Os dois estavam andando pela biblioteca do castelo, era um lugar gigante e cheio de livros, porém o cheiro de poeira era forte, como se ninguém frequentasse ou limpasse aquele local.
- Tia... - ele começou a falar meio receoso, mexendo levemente as mãos. Michele parou de andar para dar atenção ao sobrinho e fez um gesto para que ele continuasse - se a senhora pudesse... Eu gostaria de saber o que eu sou...
- Sabe, Rigion... Quando eu soube que você matou sua mãe, minha cunhada que eu tanto amava - disse amargamente, ainda vivia o luto. Rigion apenas ficou em silêncio, pois se odiava tanto por isso - eu fiquei irada. Por um momento, cheguei até mesmo a desejar sua morte.
- Eu também - ele murmurou, se sentindo abalado por lembrar de todos aqueles acontecimentos. Aquelas memórias nunca saíam de sua cabeça, não importava o quanto ele se esforçasse.
- Não, querido, não se odeie - colocou as mãos sobre os ombros dele, e ele se permitiu relaxar e dar um suspiro pesado - você não tinha conhecimento, logo, não tinha controle. Não é culpado pelo que aconteceu... Seus pais tentaram te privar de viver uma vida cheia de preocupações, pois sabiam que você continuaria bom.
- Me perdoe, mas não tenho a mínima ideia do que a senhora está falando - ele se encostou em uma das estantes, arqueando a sobrancelha. Nada estava fazendo sentido para ele.
- Você, Rigion, tem um poder raríssimo. Sua mãe era um anjo, seu tio e Maximus ainda são... O único problema é que Maximus foi para o caminho do mal e Argeon nunca se decidiu completamente, o que o deixa vulnerável.
- O que são anjos?
- Criaturas divinas, são criadas com um propósito especial - ela foi andando pela biblioteca, escorregando seu dedo apontador em cada um dos livros, até achar o que ela queria - aqui está - entregou o livro pesado para ele, que começou a folhear todas as páginas.
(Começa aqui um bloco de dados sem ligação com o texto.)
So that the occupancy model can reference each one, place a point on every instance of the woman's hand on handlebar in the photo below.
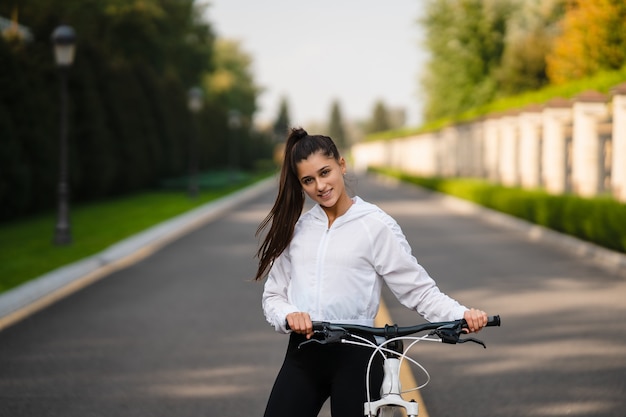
(476, 320)
(301, 323)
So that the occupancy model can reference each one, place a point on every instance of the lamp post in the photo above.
(64, 40)
(194, 102)
(234, 122)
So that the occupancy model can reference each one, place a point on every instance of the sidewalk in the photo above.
(28, 298)
(45, 290)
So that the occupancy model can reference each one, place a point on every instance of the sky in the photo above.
(314, 52)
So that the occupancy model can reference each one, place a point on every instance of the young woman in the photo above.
(329, 264)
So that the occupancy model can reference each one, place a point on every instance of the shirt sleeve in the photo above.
(275, 302)
(408, 280)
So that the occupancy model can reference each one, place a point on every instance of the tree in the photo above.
(282, 122)
(379, 121)
(335, 127)
(466, 41)
(530, 34)
(593, 38)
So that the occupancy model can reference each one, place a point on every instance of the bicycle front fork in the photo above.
(390, 393)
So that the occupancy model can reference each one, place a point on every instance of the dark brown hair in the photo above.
(290, 200)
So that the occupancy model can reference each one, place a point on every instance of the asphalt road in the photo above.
(181, 333)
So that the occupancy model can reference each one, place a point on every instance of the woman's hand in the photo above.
(476, 319)
(300, 322)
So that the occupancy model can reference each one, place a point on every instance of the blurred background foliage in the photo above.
(483, 51)
(129, 124)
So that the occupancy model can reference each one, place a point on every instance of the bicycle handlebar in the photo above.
(395, 330)
(447, 331)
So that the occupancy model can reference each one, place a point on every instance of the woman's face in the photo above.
(321, 178)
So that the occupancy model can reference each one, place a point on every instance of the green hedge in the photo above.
(600, 220)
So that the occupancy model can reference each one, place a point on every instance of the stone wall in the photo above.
(563, 146)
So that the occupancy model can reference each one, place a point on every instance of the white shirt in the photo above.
(336, 274)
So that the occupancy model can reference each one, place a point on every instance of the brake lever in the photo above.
(451, 334)
(326, 336)
(474, 340)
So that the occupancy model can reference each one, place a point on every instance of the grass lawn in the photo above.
(27, 251)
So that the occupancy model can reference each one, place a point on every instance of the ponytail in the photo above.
(289, 203)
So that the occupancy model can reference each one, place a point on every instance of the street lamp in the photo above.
(234, 122)
(194, 102)
(64, 40)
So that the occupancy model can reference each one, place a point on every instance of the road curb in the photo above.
(88, 270)
(611, 261)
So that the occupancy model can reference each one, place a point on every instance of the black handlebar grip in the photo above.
(493, 321)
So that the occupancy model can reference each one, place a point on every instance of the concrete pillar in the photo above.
(509, 150)
(530, 142)
(590, 109)
(556, 146)
(475, 149)
(491, 147)
(618, 177)
(449, 140)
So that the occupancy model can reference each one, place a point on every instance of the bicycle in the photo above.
(392, 349)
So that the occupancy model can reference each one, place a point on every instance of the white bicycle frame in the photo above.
(391, 389)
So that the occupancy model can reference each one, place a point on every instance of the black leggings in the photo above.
(315, 372)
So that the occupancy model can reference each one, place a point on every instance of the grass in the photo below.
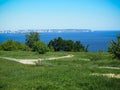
(64, 74)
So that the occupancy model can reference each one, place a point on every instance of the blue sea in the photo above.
(98, 40)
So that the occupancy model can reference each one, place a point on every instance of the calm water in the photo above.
(97, 40)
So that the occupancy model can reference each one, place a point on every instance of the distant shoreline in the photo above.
(51, 31)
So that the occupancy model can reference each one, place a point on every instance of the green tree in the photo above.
(31, 38)
(67, 45)
(40, 47)
(114, 48)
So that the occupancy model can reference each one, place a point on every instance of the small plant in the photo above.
(114, 48)
(38, 63)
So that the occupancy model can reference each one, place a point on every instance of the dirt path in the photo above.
(32, 61)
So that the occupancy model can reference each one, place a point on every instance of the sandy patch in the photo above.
(109, 75)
Foi passando as páginas e viu diversos tipos de asas, mas nenhuma parecia com a dele. Então pensou nelas e elas começaram a sair lentamente, o que era estranho já que ele nunca conseguia mandar nelas.
- Espero que Argeon e Maximus me perdoem, mas... Esse é o par de asas mais lindo e brilhante que vi na vida - tocou as asas brancas de Rigion, que significavam pureza. Quanto mais branca a asa, mais puro o anjo era - vendo assim, não sei dizer se seus pais erraram ou acertaram.
- Minha mãe teve tempo de descobrir qual era seu propósito? - sentia as palavras cortarem seu coração e relâmpagos começaram a cortar o céu.
- Teve sim.
- E qual era o propósito dela? - inconsequentemente arregalou os olhos, ansiando por aquela resposta.
- Você.
- E qual é o meu? - bateu os pés impacientemente no chão, tentando não sair correndo para Acátion, para os braços daquela maluca que o deixava doido.
- Aí você precisa descobrir - Michele sorriu e Rigion bufou. Ele precisava de respostas - só nunca deixe a maldade dominar seu coração - o avisou e deu um beijo em sua testa, indo embora da biblioteca e deixando Rigion sozinho com seus pensamentos.